A neurodiversidade, o mercado de trabalho e a conexão com a minha vida

A neurodiversidade, o mercado de trabalho e a conexão com a minha vida

Vocês devem estar ouvindo bastante sobre neurodiversidade, autismo, TDAH, ansiedade e outras questões envolvendo diferentes formas do cérebro pensar e reagir aos estímulos. Muito provavelmente, vocês devem pensar também que todos nós temos um tanto de autismo, TDAH e ansiedade e outras questões como depressão e etc.

Isso não deixa de ser verdade, muitos de nós temos inseguranças e comportamentos em diversas áreas que se assemelham em determinado grau à deficiência relatada pelo autismo ou a características neurodivergentes.
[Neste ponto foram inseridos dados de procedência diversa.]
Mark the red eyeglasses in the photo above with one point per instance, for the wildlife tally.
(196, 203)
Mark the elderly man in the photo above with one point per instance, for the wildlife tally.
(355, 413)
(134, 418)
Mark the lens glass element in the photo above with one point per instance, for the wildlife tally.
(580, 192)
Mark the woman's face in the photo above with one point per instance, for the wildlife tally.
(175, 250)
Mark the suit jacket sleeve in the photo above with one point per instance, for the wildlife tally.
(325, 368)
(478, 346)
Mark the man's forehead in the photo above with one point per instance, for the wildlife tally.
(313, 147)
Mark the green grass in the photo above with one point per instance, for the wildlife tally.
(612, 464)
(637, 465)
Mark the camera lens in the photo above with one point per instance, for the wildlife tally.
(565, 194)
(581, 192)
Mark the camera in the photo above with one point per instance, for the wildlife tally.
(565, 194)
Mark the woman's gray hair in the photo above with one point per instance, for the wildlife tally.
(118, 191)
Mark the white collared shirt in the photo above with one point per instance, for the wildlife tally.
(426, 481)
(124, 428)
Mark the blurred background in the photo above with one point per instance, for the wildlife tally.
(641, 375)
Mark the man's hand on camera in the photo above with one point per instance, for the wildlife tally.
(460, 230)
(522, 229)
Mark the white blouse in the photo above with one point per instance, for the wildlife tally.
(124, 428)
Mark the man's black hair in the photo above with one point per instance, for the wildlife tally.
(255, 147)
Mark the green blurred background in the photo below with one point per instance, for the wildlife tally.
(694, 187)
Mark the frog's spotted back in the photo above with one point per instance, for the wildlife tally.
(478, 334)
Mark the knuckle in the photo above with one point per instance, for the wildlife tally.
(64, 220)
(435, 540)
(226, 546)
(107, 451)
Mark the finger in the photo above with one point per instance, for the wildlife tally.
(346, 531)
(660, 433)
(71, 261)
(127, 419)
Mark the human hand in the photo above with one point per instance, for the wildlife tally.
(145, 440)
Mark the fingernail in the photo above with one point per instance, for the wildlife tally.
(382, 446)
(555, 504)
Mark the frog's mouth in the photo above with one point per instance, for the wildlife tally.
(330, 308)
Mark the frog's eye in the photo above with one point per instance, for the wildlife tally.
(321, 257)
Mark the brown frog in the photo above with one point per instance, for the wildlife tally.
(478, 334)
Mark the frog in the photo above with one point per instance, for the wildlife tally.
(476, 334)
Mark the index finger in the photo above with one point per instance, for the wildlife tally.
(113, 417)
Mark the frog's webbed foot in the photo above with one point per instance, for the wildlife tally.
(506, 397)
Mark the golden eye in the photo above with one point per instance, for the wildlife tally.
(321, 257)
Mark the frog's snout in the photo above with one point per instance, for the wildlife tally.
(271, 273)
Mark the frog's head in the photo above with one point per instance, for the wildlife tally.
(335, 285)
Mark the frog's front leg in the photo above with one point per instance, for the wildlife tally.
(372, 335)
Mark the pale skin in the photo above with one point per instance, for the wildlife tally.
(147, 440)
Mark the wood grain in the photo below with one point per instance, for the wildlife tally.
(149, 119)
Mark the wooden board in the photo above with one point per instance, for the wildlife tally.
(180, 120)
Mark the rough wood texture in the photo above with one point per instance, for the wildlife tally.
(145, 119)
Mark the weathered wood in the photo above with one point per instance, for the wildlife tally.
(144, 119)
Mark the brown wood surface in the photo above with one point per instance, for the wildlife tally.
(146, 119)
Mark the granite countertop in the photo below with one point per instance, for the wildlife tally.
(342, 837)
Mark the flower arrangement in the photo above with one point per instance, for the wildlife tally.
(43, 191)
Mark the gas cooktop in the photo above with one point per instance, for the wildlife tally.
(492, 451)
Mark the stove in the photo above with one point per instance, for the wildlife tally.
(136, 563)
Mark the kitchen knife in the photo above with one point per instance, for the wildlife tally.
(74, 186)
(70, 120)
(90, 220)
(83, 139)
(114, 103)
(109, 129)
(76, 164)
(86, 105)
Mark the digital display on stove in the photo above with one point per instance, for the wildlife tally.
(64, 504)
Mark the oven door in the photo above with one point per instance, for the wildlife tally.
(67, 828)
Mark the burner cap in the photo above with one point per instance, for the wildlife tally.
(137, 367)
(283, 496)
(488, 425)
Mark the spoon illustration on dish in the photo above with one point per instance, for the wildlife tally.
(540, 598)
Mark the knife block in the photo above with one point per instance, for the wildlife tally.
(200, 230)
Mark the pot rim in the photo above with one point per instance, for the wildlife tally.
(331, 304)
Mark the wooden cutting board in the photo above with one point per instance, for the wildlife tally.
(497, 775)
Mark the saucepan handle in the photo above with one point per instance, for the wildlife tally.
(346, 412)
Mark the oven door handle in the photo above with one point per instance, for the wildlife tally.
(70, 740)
A principal diferença está no grau do sofrimento e nos prejuízos causados durante a vida da pessoa.

Venho aqui trazer o meu relato, a minha experiência sobre o assunto e levantar algumas questões sobre este universo.
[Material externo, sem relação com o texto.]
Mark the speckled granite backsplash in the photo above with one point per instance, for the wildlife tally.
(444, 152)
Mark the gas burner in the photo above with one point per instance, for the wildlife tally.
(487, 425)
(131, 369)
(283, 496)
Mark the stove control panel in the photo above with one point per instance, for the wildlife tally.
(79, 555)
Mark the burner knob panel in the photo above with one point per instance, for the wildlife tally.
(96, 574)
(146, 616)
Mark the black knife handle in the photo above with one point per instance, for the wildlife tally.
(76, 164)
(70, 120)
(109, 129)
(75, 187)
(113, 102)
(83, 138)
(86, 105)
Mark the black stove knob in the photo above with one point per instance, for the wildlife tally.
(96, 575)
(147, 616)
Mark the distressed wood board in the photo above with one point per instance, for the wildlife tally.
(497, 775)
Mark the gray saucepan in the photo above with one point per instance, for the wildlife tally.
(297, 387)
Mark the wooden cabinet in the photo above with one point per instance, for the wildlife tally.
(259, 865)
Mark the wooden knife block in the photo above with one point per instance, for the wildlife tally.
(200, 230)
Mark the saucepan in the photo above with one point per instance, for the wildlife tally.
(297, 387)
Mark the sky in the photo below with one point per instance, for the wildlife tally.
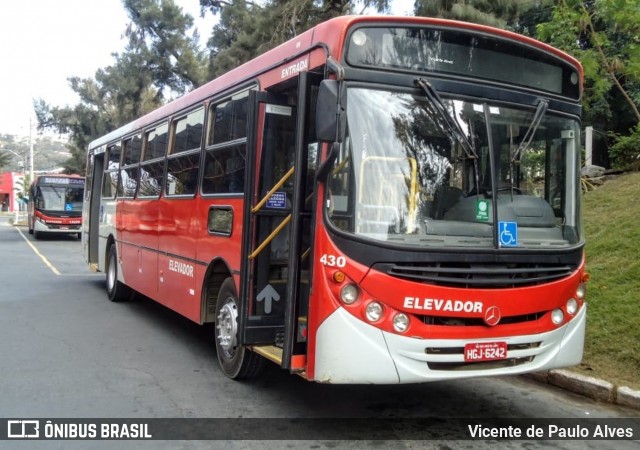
(44, 42)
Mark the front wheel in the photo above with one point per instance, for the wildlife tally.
(235, 361)
(116, 290)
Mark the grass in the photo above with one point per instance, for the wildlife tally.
(612, 226)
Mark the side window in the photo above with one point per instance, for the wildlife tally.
(156, 142)
(112, 171)
(152, 166)
(188, 132)
(129, 171)
(226, 146)
(151, 179)
(183, 161)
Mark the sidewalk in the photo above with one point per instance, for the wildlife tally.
(590, 387)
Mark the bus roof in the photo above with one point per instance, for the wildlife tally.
(330, 35)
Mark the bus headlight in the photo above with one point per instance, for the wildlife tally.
(349, 294)
(557, 316)
(572, 306)
(401, 322)
(373, 311)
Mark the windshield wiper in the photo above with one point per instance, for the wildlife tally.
(452, 124)
(533, 127)
(526, 140)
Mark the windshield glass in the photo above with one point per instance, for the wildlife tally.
(402, 177)
(60, 198)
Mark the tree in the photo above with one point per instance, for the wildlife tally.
(605, 36)
(498, 13)
(5, 158)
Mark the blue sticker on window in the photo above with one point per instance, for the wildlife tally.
(508, 234)
(277, 200)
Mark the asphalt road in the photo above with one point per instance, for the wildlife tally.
(67, 352)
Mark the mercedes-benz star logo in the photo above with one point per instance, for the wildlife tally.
(492, 316)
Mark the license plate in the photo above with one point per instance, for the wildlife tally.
(485, 351)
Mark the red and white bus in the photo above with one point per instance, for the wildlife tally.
(55, 204)
(378, 200)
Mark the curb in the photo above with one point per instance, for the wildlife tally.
(599, 390)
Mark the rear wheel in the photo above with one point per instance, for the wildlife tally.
(116, 290)
(236, 361)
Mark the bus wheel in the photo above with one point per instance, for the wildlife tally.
(236, 361)
(115, 289)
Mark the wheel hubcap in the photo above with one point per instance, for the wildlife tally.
(227, 326)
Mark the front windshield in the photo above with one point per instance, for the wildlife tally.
(402, 177)
(60, 198)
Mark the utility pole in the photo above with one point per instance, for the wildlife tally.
(30, 153)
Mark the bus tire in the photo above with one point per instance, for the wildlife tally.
(116, 290)
(236, 362)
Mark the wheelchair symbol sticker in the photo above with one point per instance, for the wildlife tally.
(508, 234)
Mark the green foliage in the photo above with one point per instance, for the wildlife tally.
(626, 151)
(605, 36)
(612, 345)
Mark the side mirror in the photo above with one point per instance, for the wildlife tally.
(330, 112)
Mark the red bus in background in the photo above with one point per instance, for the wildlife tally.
(55, 204)
(378, 200)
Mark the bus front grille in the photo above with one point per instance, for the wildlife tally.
(481, 275)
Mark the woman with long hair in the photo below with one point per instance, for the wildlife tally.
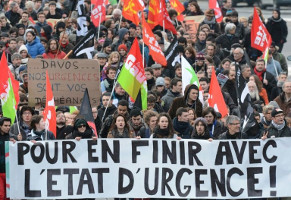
(190, 55)
(33, 44)
(150, 119)
(120, 128)
(262, 91)
(164, 127)
(81, 130)
(38, 132)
A primeira questão é: Quando algum colega ou algum familiar comenta que foi diagnosticado com o transtorno do espectro autista (TEA), como reagimos? Invalidamos (ahhh mais uma pessoa dizendo que é autista) ou sabemos lidar com isso? Sabemos o sofrimento que essa pessoa passou até chegar ao diagnóstico?

No ambiente de trabalho, sabendo que as questões da neurodiversidade e saúde mental estão em pauta, conseguimos mudar a forma como conduzimos a nossa liderança, a forma como conduzimos as reuniões, entregas de resultados, posicionamentos nos projetos e inclusão dessas pessoas?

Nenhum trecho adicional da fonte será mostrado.